Pour répondre à cette nouvelle arme de guerre financière, les responsables politiques américains doivent combler leurs lacunes et adapter de nouvelles mesures de prévention des risques dans différents types de réglementation. Il est aujourd’hui crucial pour la sûreté américaine de protéger les réseaux sociaux basés aux États-Unis contre les tentatives d’ingérences étrangères et autres actions de déstabilisation. Récemment, Facebook et Twitter, pour ne citer qu’eux, ont banni plusieurs centaines de comptes russes et chinois et semblent avoir durci leurs politiques d’utilisation pour lutter contre ce type de contenu. 

Aux Etats-Unis, les transactions individuelles impliquant des investisseurs étrangers sont examinées par le Committee on Foreign Investment in the United States (CFIUS) pour s'assurer qu'elles ne menacent pas la sécurité nationale et qu’elles sont bien conformes aux réglementations en vigueur. Bien que la loi de 2018 sur la modernisation de l'examen des risques liés aux investissements étrangers (Foreign investment risk review modernization act, Firrma), ratifié par Donald Trump en 2018, ait déjà accordé de nouveaux pouvoirs au CFIUS et agisse comme une arme politique. Cette loi permet par exemple, pour certains domaines d’activité, dont l’immobilier, d’examiner et éventuellement de bloquer ou d'imposer des conditions aux investissements étrangers. Les régulateurs doivent donc être proactifs dans la détection et l’appréhension des nouvelles menaces visant le secteur financier américain, notamment celles venant des réseaux sociaux étrangers. Une des projets du Department of Justice est d’aller plus loin et de manière plus agressive dans le contrôle de la fraude et des poursuites associées.
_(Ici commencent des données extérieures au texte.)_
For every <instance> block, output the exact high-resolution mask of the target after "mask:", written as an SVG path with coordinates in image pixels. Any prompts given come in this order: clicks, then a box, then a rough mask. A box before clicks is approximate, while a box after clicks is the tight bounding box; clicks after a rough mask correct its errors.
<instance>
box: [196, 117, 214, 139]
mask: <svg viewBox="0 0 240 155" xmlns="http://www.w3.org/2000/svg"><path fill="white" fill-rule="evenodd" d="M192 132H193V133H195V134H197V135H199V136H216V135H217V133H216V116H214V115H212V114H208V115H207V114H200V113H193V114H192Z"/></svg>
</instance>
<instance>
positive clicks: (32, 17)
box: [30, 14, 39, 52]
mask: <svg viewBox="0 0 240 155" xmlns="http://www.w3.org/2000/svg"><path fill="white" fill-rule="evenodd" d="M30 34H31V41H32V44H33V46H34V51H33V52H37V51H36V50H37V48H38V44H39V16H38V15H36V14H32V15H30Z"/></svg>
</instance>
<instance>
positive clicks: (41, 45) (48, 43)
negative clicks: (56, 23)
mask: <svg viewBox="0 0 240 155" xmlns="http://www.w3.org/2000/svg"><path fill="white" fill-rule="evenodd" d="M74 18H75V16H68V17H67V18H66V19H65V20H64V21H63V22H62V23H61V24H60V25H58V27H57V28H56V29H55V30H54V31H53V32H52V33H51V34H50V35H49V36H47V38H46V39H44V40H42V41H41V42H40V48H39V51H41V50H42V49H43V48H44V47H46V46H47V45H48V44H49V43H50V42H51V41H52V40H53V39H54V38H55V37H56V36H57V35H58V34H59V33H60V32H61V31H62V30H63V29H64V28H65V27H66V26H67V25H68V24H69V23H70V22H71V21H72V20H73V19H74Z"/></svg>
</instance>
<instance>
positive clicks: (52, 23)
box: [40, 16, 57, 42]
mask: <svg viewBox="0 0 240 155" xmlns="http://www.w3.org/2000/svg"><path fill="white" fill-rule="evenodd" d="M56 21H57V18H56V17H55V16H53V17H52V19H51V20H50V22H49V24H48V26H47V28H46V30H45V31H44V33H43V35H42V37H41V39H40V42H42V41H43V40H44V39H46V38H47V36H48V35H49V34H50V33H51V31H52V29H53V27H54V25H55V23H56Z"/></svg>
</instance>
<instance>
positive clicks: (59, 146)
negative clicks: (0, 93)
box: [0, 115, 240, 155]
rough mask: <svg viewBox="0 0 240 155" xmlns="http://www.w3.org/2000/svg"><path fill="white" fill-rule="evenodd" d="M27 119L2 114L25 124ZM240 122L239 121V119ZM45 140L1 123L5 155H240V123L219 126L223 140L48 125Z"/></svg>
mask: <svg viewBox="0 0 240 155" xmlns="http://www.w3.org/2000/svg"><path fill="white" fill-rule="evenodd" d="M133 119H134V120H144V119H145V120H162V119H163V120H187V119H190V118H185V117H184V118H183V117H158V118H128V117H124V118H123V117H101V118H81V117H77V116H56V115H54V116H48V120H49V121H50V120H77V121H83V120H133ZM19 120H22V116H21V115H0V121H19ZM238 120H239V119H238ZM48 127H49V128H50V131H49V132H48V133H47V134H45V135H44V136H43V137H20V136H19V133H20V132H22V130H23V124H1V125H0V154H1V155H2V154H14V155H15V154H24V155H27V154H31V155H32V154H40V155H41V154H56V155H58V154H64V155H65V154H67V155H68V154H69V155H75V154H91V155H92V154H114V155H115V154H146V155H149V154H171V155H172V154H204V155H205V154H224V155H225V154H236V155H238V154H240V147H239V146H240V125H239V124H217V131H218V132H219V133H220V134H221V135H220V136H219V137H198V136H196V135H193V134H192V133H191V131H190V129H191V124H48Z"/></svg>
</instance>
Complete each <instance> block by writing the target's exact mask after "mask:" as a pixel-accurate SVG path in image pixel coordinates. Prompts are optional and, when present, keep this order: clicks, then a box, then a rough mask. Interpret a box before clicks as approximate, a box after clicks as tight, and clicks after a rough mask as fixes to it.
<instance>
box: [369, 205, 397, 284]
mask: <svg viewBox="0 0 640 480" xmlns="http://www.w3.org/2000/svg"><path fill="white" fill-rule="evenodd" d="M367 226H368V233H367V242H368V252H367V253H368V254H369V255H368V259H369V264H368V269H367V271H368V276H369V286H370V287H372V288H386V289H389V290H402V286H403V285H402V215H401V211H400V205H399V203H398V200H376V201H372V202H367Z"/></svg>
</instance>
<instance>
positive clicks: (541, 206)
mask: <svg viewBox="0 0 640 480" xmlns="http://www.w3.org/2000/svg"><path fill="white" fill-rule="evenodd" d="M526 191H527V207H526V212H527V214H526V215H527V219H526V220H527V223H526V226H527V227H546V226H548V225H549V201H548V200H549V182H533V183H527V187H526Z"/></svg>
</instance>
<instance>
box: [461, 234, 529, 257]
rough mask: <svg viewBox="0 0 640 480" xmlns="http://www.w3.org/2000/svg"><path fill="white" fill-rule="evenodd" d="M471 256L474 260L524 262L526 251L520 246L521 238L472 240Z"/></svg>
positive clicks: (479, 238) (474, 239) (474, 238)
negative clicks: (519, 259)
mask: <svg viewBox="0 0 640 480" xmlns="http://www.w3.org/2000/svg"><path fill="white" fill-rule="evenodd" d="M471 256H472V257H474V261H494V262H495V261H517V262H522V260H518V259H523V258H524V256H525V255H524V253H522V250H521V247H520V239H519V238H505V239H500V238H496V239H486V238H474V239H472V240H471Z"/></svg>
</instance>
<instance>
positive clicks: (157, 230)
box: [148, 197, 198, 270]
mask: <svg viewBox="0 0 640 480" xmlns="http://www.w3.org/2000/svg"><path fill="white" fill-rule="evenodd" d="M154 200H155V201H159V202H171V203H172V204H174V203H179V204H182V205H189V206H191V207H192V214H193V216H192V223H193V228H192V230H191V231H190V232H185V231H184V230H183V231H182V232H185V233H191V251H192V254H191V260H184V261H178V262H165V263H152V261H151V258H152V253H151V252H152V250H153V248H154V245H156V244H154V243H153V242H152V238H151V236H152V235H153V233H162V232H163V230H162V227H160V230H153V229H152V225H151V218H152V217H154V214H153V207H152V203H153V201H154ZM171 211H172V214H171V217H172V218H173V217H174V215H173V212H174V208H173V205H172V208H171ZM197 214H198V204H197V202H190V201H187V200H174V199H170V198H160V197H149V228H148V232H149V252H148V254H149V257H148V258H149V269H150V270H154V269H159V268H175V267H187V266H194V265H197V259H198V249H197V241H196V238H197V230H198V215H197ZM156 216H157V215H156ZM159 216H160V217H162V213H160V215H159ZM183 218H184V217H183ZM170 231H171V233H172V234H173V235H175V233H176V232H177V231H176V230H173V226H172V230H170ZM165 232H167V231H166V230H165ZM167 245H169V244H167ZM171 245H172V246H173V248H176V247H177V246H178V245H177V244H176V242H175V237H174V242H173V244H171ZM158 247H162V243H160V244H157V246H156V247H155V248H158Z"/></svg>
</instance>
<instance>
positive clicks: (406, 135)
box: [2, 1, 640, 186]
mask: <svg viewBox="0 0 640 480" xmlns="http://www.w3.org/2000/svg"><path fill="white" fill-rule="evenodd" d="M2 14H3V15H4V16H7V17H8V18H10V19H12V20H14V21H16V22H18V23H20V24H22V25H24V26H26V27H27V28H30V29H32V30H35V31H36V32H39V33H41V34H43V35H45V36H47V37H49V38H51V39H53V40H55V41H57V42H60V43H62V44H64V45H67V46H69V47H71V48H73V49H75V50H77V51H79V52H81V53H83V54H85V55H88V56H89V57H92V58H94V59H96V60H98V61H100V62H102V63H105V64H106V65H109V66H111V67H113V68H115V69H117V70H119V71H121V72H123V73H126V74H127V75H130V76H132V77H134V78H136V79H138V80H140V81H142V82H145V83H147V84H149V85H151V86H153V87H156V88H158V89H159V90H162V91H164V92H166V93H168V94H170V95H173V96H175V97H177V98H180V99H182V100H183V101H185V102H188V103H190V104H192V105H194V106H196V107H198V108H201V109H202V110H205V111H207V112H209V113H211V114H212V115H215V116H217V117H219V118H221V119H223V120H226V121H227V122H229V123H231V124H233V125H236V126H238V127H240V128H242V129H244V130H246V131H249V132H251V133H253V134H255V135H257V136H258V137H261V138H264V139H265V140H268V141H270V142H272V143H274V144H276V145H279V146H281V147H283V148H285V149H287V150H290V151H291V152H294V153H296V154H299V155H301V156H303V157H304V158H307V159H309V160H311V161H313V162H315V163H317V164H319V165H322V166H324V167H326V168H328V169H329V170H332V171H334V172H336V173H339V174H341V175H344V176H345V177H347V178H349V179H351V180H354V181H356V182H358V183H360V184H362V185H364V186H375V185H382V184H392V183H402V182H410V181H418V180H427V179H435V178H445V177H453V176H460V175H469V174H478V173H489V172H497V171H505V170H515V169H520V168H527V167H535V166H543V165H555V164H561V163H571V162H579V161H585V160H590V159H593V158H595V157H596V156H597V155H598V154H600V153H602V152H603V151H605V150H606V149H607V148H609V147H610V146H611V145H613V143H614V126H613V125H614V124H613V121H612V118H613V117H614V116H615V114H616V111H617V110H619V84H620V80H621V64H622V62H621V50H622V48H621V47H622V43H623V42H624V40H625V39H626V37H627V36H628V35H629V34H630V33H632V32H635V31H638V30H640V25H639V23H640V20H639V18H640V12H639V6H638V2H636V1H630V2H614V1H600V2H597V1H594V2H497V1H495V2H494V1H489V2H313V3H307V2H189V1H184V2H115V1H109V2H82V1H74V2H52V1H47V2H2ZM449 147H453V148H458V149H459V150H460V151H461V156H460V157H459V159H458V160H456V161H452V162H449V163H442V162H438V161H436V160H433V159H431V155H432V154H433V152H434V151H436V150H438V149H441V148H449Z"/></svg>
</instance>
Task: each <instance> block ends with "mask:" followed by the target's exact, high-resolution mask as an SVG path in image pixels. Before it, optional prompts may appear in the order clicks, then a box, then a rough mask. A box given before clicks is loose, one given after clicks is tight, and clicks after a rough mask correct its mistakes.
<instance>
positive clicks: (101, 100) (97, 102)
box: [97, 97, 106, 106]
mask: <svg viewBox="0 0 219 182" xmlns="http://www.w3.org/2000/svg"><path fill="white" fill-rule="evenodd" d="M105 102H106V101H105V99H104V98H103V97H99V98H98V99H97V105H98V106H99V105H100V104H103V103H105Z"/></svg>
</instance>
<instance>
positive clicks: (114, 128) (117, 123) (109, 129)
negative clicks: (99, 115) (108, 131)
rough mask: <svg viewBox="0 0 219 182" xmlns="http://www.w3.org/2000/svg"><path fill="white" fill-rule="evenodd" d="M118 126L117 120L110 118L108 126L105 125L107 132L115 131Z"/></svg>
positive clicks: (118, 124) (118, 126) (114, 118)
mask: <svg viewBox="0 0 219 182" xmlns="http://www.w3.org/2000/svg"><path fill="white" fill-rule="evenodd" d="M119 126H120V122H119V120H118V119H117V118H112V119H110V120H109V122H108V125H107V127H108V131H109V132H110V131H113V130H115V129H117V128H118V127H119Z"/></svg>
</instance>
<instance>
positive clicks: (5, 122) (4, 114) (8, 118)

Enfin, si la Securities and Exchange Commission (SEC) vise à maintenir des marchés efficaces, elle doit s'adapter rapidement, analyser les différentes tendances sur les réseaux sociaux, la volatilité du marché et surveiller notamment la présence d’éléments disruptifs d'origine étrangère. Dans le cas de l’affaire Gamestop, la SEC va se pencher sur les potentielles violations de lois fédérales sur la sécurité et sur les soupçons de manipulation de marché et de fraude qui planent sur RobinHood et Gamestop.  

Gamestop n’a été qu’un signal d'alarme : la frénésie semble avoir rapidement été endiguée et le pire a été évité de justesse. La prochaine fois, le système financier de l’oncle Sam n’aura peut-être pas cette chance. Toutefois, grâce à une réglementation rigoureuse, les responsables politiques peuvent prévenir les dangers de la manipulation des médias sociaux étrangers et de la guerre financière : la balle est désormais dans leur camp.